Prospective cohort studies, or longitudinal studies, are generally regarded as being more definitive than case-control studies because they are not subject to numerous potential biases that may affect case-control studies. In particular, the cohort study design entails enrolling a disease-free population at baseline, assessing their exposures at that and future time points, and then comparing the ultimate occurrence of disease among those exposed versus unexposed [1]. Since exposure is assessed prior to the occurrence of disease, cohort studies are not subject to temporal ambiguity and recall bias.
While widely used in epidemiologic research, cohort studies have been rarely used in linkage studies. The preferred study designs for linkage analysis has been large pedigrees, heavily loaded with affected individuals, or affected sibling pairs. However, the incorporation of family information, and continued recruitment into large cohort studies, such as the Framingham Heart Study, has provided a valuable opportunity to undertake linkage analyses in a population-based cohort study. Such studies will allow for temporal linkage analyses, and provide information about genetic risks directly applicable to the general population.
One potential problem with using repeated measures from cohort studies in linkage analyses is the large potential for missing data. Missing data is common in longitudinal studies, and may result in spurious or weakened results, complicating their interpretation [2]. For example, missing data can arise in cohort studies due to subject attrition at individual follow-up points, or complete withdrawal from the study [3].
The effect of missing data on one's results depends on the process underlying the incomplete data collection. This can be classified as follows: 1) missing completely at random (MCAR), wherein the missingness is independent of the observed and unobserved data; 2) missing at random (MAR), wherein the missingness depends only on the observed data; and 3) not missing at random (MNAR), wherein the missingness is dependent upon the missing values only [4]. The presence of the latter two situations may introduce follow-up bias into a study. MAR is less restrictive than MCAR because the probability of the missing value depends only on the observed data [5].

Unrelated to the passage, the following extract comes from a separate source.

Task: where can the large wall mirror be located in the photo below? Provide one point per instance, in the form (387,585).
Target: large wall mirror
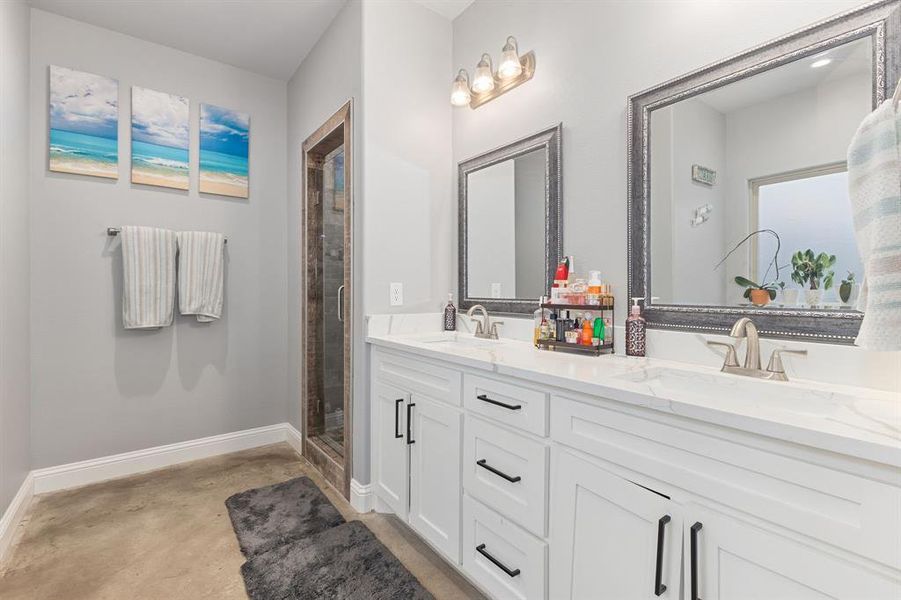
(739,201)
(510,223)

Methods for handling missing data can be categorized with regard to the following four types of procedures: 1) complete subject; 2) weighting; 3) imputation-based; and 4) model-based [4]. The complete-subject approach – the simplest imputation method – removes all individuals with missing data. If missing data is not random among the exposed and unexposed groups, complete-subject analysis may introduce a bias. In addition, complete-subject analysis may be less efficient than other approaches [6]. In the weighting approach, individuals with and without missing data are grouped on variables recorded for both. The nonrespondents receive a weighting of zero, while the matching respondents are assigned a proportionately inflated weight to compensate for the missing values. The imputation-based procedures estimate and fill in the missing values, commonly using mean- and regression-based values, allowing one to use standard analysis methods on a complete data set. Finally, model-based procedures define a model for the missing data and make inferences on the likelihood or posterior distribution under that model [4]. The impact of such methods on linkage analysis of longitudinal data is unclear. Therefore, we investigate here the effect of using six different techniques for handling missing data on linkage analyses in the Genetic Analysis Workshop 13 (GAW13) Framingham data.